Adapting to new investment models

It is ironic that governments, including the UK since 1694, invariably seek to finance even their legitimate financing requirements primarily through bond issuance. Yet despite the importance of the international bond market, recent decades have seen huge developments in other financial products and institutions. Many of these institutions are interested in infrastructure but have little or no appetite for UK government bonds. In financing their own activities, governments have not kept up with the changes in the international financial system.

Recent UK governments have tried to diversify from exclusive bond financing by tapping sovereign funds, insurance companies, pension funds, private equity and others to help fund infrastructure projects. The challenge is not so much to attract these investors as to find acceptable structures with adequate returns into which they might invest. Outright privatisation has been severely criticised, especially in the case of the water companies and train operators.

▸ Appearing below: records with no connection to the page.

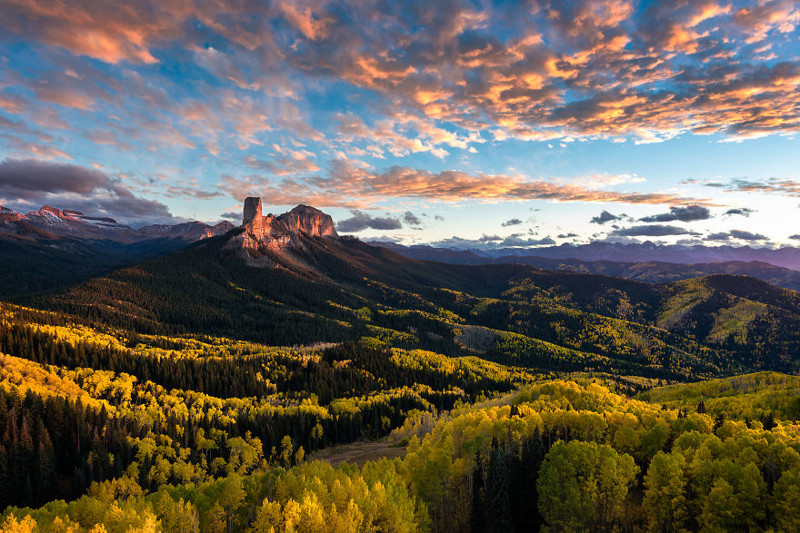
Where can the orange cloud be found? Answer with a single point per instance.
(347, 184)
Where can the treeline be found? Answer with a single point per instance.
(54, 448)
(556, 456)
(352, 369)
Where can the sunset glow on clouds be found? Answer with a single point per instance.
(463, 115)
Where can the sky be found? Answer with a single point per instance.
(453, 123)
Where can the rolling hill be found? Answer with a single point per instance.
(280, 284)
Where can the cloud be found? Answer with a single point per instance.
(347, 183)
(27, 183)
(720, 236)
(689, 213)
(782, 186)
(605, 216)
(747, 235)
(361, 221)
(651, 230)
(737, 234)
(742, 211)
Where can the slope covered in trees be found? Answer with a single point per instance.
(559, 455)
(512, 314)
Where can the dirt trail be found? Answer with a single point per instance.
(358, 453)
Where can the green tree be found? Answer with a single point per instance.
(584, 486)
(665, 493)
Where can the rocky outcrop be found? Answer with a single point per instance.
(268, 235)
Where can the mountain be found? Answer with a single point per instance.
(647, 271)
(786, 257)
(195, 390)
(290, 279)
(53, 248)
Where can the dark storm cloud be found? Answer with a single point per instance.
(32, 182)
(651, 230)
(737, 234)
(411, 219)
(747, 235)
(605, 216)
(690, 213)
(361, 221)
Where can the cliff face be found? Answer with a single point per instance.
(263, 234)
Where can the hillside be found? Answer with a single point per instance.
(193, 388)
(301, 288)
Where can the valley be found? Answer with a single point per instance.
(253, 363)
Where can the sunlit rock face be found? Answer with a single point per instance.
(262, 234)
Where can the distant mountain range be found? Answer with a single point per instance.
(642, 262)
(49, 223)
(290, 279)
(50, 248)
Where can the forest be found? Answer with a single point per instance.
(204, 395)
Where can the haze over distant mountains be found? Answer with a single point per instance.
(646, 262)
(49, 223)
(52, 247)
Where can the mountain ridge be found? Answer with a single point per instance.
(50, 223)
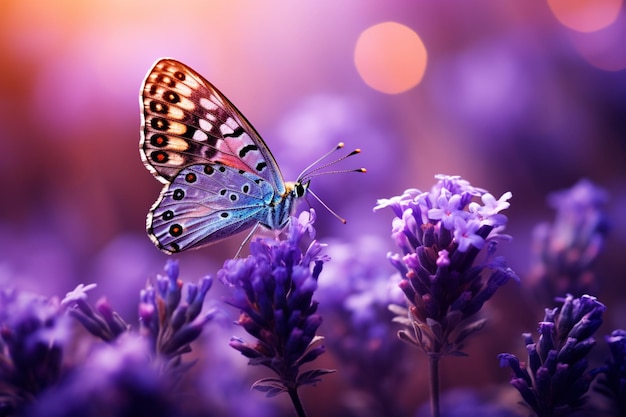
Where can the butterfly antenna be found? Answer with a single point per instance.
(321, 158)
(310, 172)
(331, 211)
(314, 173)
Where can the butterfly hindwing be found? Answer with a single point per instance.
(187, 121)
(205, 203)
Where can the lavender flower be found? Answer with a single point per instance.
(356, 289)
(33, 336)
(565, 251)
(613, 382)
(555, 381)
(114, 380)
(441, 233)
(165, 320)
(273, 288)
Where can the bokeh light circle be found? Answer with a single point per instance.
(585, 15)
(390, 57)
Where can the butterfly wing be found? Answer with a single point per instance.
(207, 203)
(187, 121)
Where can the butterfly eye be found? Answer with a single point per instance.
(300, 189)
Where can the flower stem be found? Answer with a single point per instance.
(297, 404)
(434, 385)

Since there will be future constraints on gilt-financed public sector investment, it would be preferable to design structures for private finance that reduce or minimise the previous problems with private finance. As with the need to improve public sector productivity, designing acceptable structures for private finance is primarily a task for government. An ambitious public sector efficiency programme and a reformed PFI need to be in place before next year’s spending round if service cuts and tax increases are to be avoided.

Peter Sedgwick was a senior UK Treasury official, Vice President of the European Investment Bank from 2000-06, Chair of 3i Infrastructure PLC from 2007-15 and Chair of the Guernsey Financial Stability Committee 2016-19.